7. Peste Noire – Ballade cuntre lo Anemi francor
This French black metal masterpiece is hands down the best album of the year that I’ve heard, but it didn’t make any group charts so I respectfully held it until #7. Here is my reaction the day I first heard it: This is brilliant, fascinating, unlike anything I’ve ever heard before. Their ambiance of hate is gone. What replaces it is something I can’t quite define, but it’s captivating. If Famine hadn’t coined it “Black’n’Roll” I think the term still might have popped up, but it’s also a whole lot more than that. The 60s-70s rock and roll styles it incorporates, while similar in construct, conjure nothing of the sort to mind. Instead, it gives this sort of ironic (I hate that term applied to music criticism, but it fits here) lively essence to a dismal, filthy Dark Age. Take my irc reaction: “Track three feels like I’m dancing circles around someone in a torture chamber randomly sticking hot pokers into them and really enjoying it.”

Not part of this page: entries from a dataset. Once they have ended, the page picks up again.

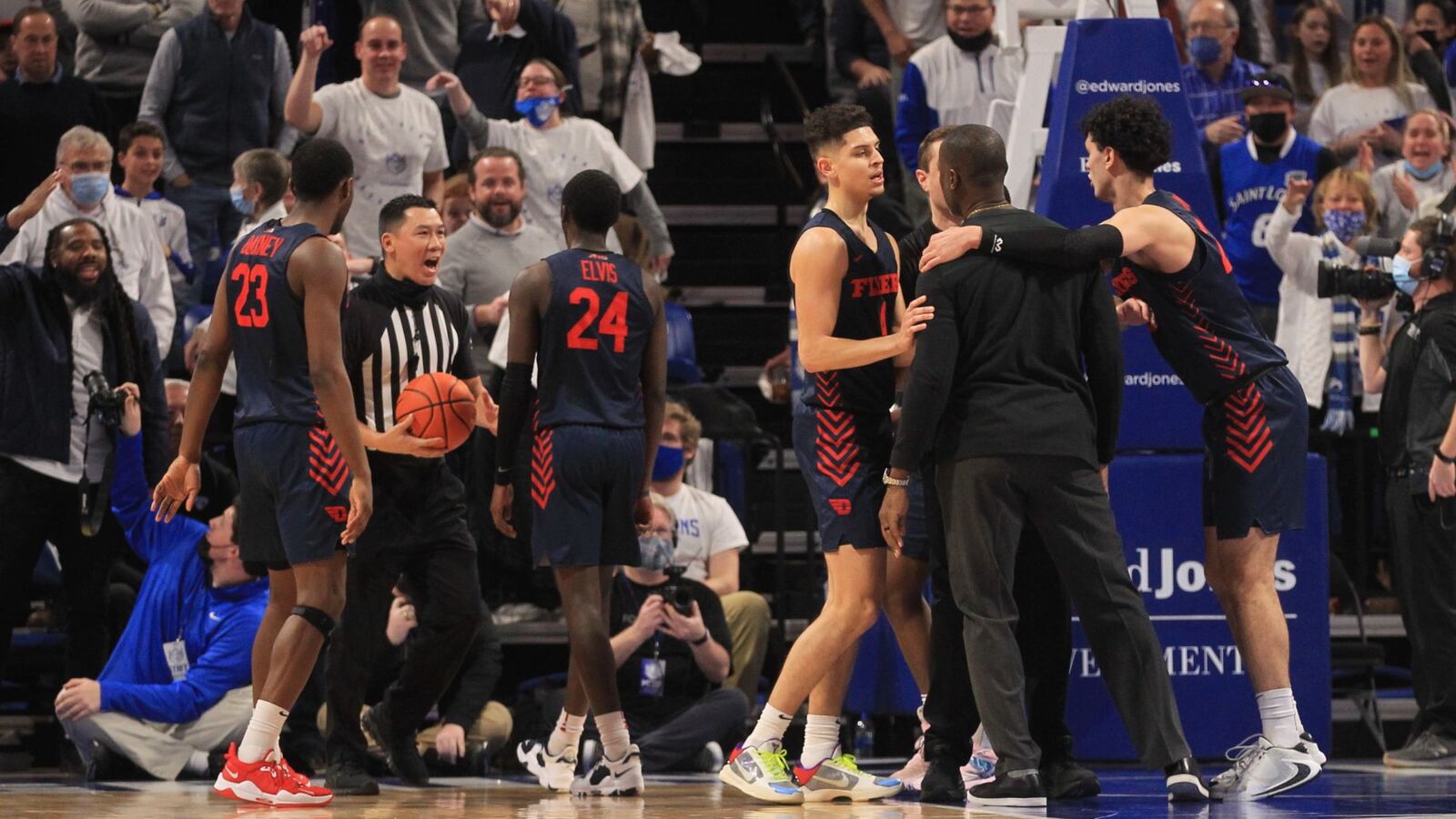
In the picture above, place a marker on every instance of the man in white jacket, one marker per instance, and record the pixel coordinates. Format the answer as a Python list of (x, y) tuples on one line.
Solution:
[(136, 247)]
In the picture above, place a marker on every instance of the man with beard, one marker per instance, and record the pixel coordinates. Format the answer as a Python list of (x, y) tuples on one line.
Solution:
[(58, 325)]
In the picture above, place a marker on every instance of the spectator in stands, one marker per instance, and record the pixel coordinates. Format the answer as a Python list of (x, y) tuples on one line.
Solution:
[(116, 46), (434, 31), (1249, 175), (58, 324), (177, 690), (1375, 99), (1215, 76), (41, 102), (217, 87), (85, 193), (956, 77), (553, 149), (140, 149), (710, 538), (672, 646), (1424, 172), (1314, 58), (393, 131)]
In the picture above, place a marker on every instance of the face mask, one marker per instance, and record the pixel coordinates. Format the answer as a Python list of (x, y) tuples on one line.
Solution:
[(1205, 50), (1346, 225), (1401, 273), (538, 109), (240, 203), (657, 552), (89, 188), (1269, 127), (1424, 175), (669, 462)]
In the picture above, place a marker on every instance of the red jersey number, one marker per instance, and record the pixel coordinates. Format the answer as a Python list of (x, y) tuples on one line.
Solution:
[(251, 307), (613, 321)]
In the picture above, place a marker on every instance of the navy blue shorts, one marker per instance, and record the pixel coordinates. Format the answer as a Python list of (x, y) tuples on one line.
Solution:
[(293, 493), (1254, 458), (844, 457), (586, 482)]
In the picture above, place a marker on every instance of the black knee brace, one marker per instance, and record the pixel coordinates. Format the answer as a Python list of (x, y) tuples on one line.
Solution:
[(317, 618)]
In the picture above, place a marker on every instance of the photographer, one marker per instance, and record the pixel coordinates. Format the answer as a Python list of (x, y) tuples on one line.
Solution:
[(67, 331), (670, 642), (1416, 368)]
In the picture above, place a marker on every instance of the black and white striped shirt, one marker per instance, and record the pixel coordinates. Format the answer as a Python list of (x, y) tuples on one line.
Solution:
[(395, 331)]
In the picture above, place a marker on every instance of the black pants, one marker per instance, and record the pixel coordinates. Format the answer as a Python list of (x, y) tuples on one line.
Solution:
[(1424, 570), (420, 533), (1045, 636), (35, 509), (1065, 501)]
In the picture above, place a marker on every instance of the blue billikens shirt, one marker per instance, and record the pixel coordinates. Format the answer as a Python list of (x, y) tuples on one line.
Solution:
[(1251, 191)]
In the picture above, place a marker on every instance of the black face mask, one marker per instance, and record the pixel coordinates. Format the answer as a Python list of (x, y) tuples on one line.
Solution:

8. The Fiery Furnaces – I’m Going Away
I placed this album at #4, and again no one else gave it attention. I have no idea why. I haven’t heard any of their other albums. Perhaps their earlier releases are even better? This jazzy indie disc contains some of the catchiest songs I’ve ever heard. Just listen to the last track, Take Me Around Again, and try and tell me you don’t walk around singing the barely sensible lyrics for weeks on end.
9. The xx – xx
Here’s another album I haven’t heard yet. The reviews I’ve read of this really make me think I’ll hate it, but as the only other album that made both polls’ top 5 there surely must be some merit to it. I said the same thing about M83 last year, and Saturdays = Youth became a staple album for me in the months that followed. Maybe I won’t be so lucky this go around, but love it or hate it I would be doing my music sensibilities an injustice to not check it out. The same goes for you.
10. N.A.S.A. – The Spirit of Apollo
Has this discredited my entire list? Maybe. It didn’t place in either poll, but the Pitchfork editors gave it a 1 out of 10, so there must be something good about it. They went so far as to write up an eight paragraph review about how impressively unpretentious it is. “[The] beats on this album are total washed-out dorm-room funk . . . “The People Tree” is an excessively polite bloopy organ groove. “Way Down” is the reason acid jazz no longer exists. “Hip Hop” is a horribly boring attempt at ca. 1998 sunny smiley-face West Coast indie-rap. And on it goes.” In other words, this album ignores all expectations of taking music to a new level and just gets down to business with fun, catchy, simple songs that anyone can enjoy. You mean hip-hop doesn’t have to be angry or arrogant? Amazing! I ranked it my 3rd favorite of the year.